Puestos a empezar la casa por el tejado, antes de echarla por la ventana, lo primero que se terminó fue la Gran Mezquita Al Fatah al Alim y una no menos impresionante catedral copta de la Natividad, en mitad de un vacío metafísico. A falta de fieles, estos fueron acarreados en autocar desde una universidad para la inauguración.
En su parte más capitalina, se descubre el parecido con el programa arquitectónico del National Mall de Washington, que firmó –aunque nunca vio– Pierre Charles L’Enfant. En Egipto, no será por falta de obeliscos. Con la diferencia de que el palacio presidencial de Al Sisi será varias veces mayor que la Casa Blanca. El Parlamento se mudará justo detrás. Antes lo harán los treinta y ocho ministerios, el primero de los cuales, el de Finanzas, a modo de piloto, ya está terminado.
No será tampoco por falta de dinero para arquitectos de relumbrón. Pero no es ese el modelo, quizás por su vulnerabilidad ante la opinión pública. La notoriedad buscada es de libro de los récords. En este caso, el rascacielos más alto de África, ochenta plantas, a cargo de CSCEC, que culminó en su día Burj Doha, un pepinillo de Jean Nouvel a mayor escala que la torre Glòries.
El signo de los tiempos es que, hasta mitad de los noventa, las ciudades satélite egipcias buscaban una salida al problema de vivienda de las clases medias y trabajadoras. Pero desde entonces, primero con Mubarak y ahora con Al Sisi, la gran escapada es para las clases más acomodadas, mientras que se abandona El Cairo a la superpoblación, los embotellamientos y la contaminación.
Las ciudades modelo promovidas por Gamal Abdel Naser y Anuar el Sadat tenían en mente al egipcio medio. Al primero se debe la cuadrícula racionalista de Ciudad Nasr –Victoria– para las clases medias, aunque luego se haya masificado. Mientras que el segundo inspiró ciudades dormitorios para estudiantes, Seis de Octubre, o familias obreras, Diez de Ramadán.
El Cairo seguirá siendo la mayor metrópoli egipcia –podría doblar su población en treinta años, de veinte a cuarenta millones–, pero se aspira a desacelerar su crecimiento. Entre los anzuelos de la nueva capital –que podría albergar cinco millones–, un Central Park de diez kilómetros, atravesado por un río artificial, con tres grandes áreas correspondientes a tres perfiles.

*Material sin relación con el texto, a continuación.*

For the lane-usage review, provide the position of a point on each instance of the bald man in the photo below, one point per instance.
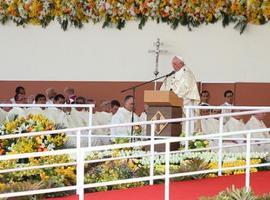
(182, 83)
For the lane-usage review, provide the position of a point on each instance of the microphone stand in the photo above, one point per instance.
(133, 88)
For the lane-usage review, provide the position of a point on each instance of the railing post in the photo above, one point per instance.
(80, 168)
(152, 154)
(220, 156)
(248, 162)
(187, 123)
(167, 170)
(90, 123)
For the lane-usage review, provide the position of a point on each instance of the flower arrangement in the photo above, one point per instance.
(31, 123)
(190, 13)
(49, 177)
(179, 162)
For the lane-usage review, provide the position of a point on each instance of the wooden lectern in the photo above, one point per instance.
(164, 105)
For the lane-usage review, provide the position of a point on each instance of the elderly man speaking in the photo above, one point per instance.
(182, 83)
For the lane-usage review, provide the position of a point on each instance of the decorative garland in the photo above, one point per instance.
(190, 13)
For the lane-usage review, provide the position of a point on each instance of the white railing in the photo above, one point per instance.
(87, 106)
(80, 153)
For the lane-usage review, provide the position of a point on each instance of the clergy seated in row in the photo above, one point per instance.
(208, 126)
(102, 117)
(56, 114)
(16, 112)
(39, 99)
(228, 96)
(143, 117)
(256, 122)
(124, 115)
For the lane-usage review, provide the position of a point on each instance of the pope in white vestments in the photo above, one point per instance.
(234, 124)
(182, 83)
(256, 122)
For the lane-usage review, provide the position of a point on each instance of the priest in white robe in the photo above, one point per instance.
(143, 117)
(57, 115)
(39, 99)
(79, 117)
(234, 124)
(182, 83)
(124, 115)
(102, 117)
(3, 115)
(229, 97)
(208, 126)
(256, 122)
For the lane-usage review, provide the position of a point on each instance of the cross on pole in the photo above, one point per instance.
(157, 52)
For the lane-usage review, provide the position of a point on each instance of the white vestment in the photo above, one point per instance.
(57, 116)
(231, 126)
(254, 123)
(49, 101)
(101, 118)
(223, 111)
(184, 85)
(143, 117)
(120, 117)
(12, 100)
(208, 126)
(15, 112)
(77, 119)
(34, 111)
(3, 115)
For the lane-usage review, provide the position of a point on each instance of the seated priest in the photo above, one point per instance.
(39, 99)
(56, 114)
(256, 122)
(124, 115)
(79, 117)
(235, 123)
(102, 117)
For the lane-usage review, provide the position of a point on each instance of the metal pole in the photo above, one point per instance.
(152, 152)
(248, 162)
(187, 128)
(78, 147)
(90, 123)
(221, 119)
(167, 170)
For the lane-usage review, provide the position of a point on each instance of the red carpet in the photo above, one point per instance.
(185, 190)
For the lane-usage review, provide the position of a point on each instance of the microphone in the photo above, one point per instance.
(171, 73)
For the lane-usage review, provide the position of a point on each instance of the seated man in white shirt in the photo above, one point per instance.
(256, 122)
(17, 112)
(57, 115)
(39, 99)
(205, 96)
(234, 124)
(124, 115)
(51, 93)
(229, 98)
(115, 105)
(102, 117)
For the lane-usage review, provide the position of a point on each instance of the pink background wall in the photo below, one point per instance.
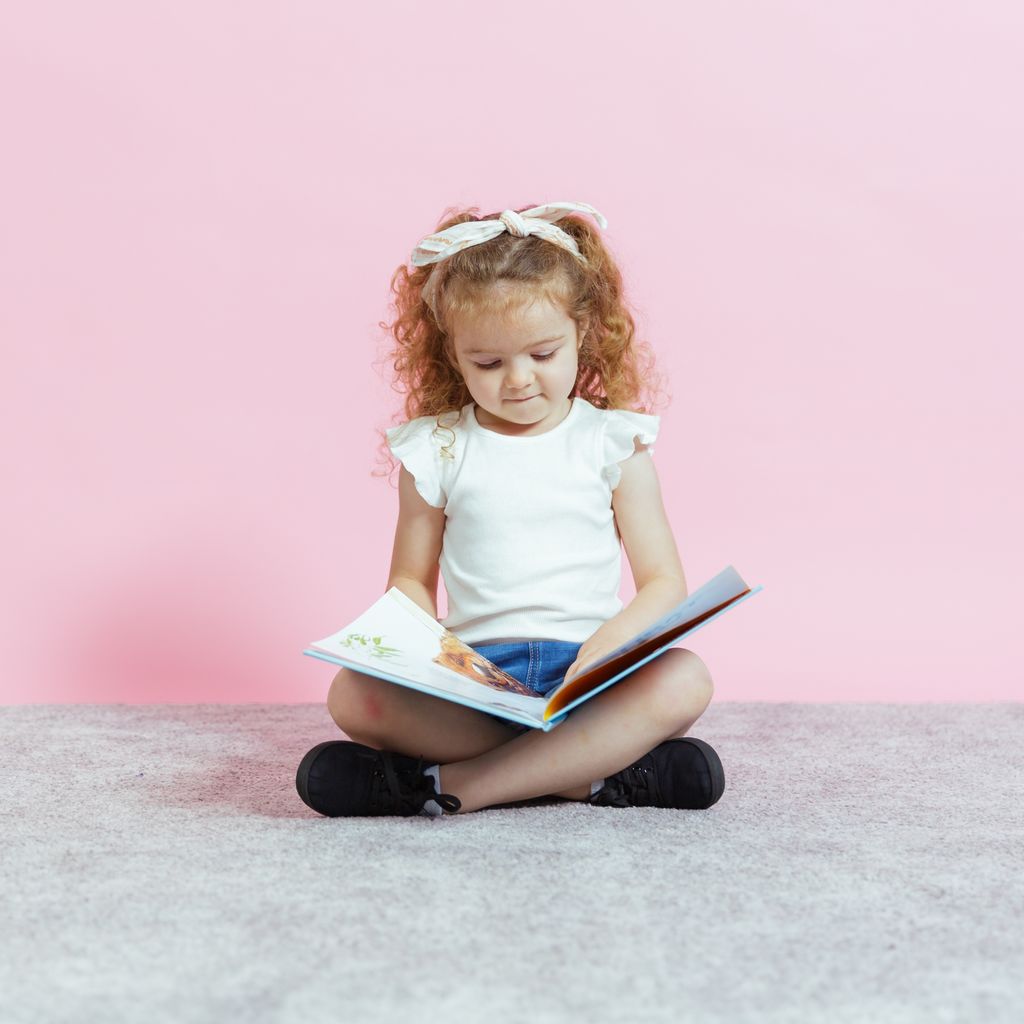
(818, 209)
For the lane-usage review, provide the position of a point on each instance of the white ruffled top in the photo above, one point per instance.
(530, 550)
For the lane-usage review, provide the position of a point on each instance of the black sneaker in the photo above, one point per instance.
(682, 772)
(341, 778)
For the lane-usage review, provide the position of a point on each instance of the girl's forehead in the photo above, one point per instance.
(540, 315)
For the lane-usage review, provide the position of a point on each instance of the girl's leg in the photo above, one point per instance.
(660, 699)
(386, 716)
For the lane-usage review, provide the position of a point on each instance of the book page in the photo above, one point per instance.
(395, 639)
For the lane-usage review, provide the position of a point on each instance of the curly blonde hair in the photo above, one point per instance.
(615, 370)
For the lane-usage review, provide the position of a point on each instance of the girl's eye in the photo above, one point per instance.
(491, 366)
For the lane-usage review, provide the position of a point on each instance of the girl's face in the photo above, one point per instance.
(520, 371)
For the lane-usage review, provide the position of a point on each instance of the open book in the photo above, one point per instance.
(396, 640)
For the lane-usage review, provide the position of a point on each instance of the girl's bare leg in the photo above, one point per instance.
(484, 762)
(385, 716)
(659, 700)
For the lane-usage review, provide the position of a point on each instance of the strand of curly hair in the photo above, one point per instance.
(615, 371)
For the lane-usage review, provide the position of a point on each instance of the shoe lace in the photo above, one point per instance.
(633, 786)
(404, 791)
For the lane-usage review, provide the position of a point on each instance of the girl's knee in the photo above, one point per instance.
(356, 702)
(686, 686)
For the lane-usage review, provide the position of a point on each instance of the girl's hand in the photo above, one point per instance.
(602, 643)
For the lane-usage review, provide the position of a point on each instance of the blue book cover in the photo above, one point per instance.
(394, 639)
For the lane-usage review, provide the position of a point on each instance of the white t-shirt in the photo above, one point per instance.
(530, 549)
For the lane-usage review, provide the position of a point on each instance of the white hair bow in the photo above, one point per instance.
(537, 220)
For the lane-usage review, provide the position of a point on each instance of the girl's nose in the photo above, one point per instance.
(519, 377)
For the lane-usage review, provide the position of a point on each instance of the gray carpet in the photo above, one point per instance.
(864, 864)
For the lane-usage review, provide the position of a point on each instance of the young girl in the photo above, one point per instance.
(521, 471)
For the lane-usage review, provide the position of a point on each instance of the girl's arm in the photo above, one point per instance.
(417, 546)
(653, 557)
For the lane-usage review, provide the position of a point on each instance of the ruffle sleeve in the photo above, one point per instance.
(622, 428)
(414, 446)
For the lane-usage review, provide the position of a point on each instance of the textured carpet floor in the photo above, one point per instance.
(864, 864)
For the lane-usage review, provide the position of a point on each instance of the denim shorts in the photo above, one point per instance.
(541, 665)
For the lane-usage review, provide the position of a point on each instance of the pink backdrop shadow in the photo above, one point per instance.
(818, 211)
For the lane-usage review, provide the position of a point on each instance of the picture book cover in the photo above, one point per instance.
(395, 640)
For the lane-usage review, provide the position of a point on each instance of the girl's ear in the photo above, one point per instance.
(582, 328)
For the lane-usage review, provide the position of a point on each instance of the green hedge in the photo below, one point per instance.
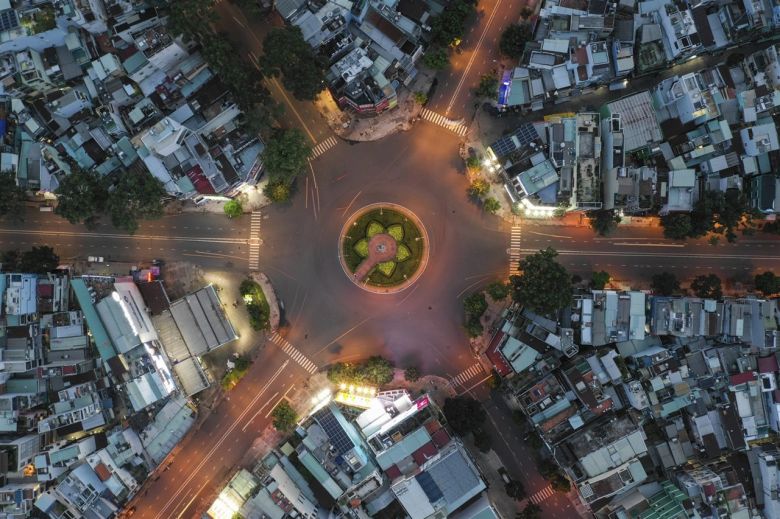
(412, 239)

En una, jardín botánico, campo beduino y mezquita. En otra, deporte al aire libre. Otra, ocio y restaurantes, cerca de las oficinas.

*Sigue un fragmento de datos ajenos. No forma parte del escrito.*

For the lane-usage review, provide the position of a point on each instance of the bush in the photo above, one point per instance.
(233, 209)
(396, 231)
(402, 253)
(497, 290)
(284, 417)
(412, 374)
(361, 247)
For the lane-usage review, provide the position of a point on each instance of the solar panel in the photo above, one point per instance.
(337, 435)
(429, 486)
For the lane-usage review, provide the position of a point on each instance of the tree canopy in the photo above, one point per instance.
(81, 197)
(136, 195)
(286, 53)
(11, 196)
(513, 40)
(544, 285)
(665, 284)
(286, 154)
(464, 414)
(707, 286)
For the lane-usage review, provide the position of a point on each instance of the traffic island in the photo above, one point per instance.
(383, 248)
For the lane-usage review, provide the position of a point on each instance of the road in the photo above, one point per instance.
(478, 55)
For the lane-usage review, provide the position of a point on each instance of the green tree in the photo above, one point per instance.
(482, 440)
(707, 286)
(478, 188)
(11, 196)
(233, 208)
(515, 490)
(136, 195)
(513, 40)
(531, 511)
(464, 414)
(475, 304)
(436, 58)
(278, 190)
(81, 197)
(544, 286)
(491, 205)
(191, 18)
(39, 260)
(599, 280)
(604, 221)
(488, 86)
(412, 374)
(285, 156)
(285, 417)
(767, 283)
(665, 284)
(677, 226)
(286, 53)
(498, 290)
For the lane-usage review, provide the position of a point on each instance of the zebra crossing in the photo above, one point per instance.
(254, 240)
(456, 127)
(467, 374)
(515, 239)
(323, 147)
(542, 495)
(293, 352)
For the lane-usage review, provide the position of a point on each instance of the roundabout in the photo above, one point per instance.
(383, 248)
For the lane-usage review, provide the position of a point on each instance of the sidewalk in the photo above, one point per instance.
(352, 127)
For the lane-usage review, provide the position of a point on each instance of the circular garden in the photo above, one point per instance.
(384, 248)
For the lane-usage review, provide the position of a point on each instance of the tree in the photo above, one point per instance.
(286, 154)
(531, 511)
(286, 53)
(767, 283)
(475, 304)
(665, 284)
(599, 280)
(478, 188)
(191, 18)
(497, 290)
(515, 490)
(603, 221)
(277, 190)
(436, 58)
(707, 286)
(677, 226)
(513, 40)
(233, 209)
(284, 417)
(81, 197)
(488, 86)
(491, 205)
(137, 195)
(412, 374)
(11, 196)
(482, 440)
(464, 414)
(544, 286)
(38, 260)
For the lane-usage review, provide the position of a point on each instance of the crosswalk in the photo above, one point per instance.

Asimismo, en el 2021, no solo se inaugurará el Gran Museo Egipcio en Guiza, sino también el Museo de la Nueva Capital Administrativa, que ya está casi a punto, con 8.500 metros cuadrados y dos obeliscos –de San Hajar– a modo de pórtico, rodeados de flores de loto y papiro. Este también alojará tesoros de su patrimonio, desde el esplendor faraónico hasta el grecorromano, islámico, otomano y copto. Un cementerio hallado recientemente, del rey Toto, ha sido trasladado allí desde Sohag.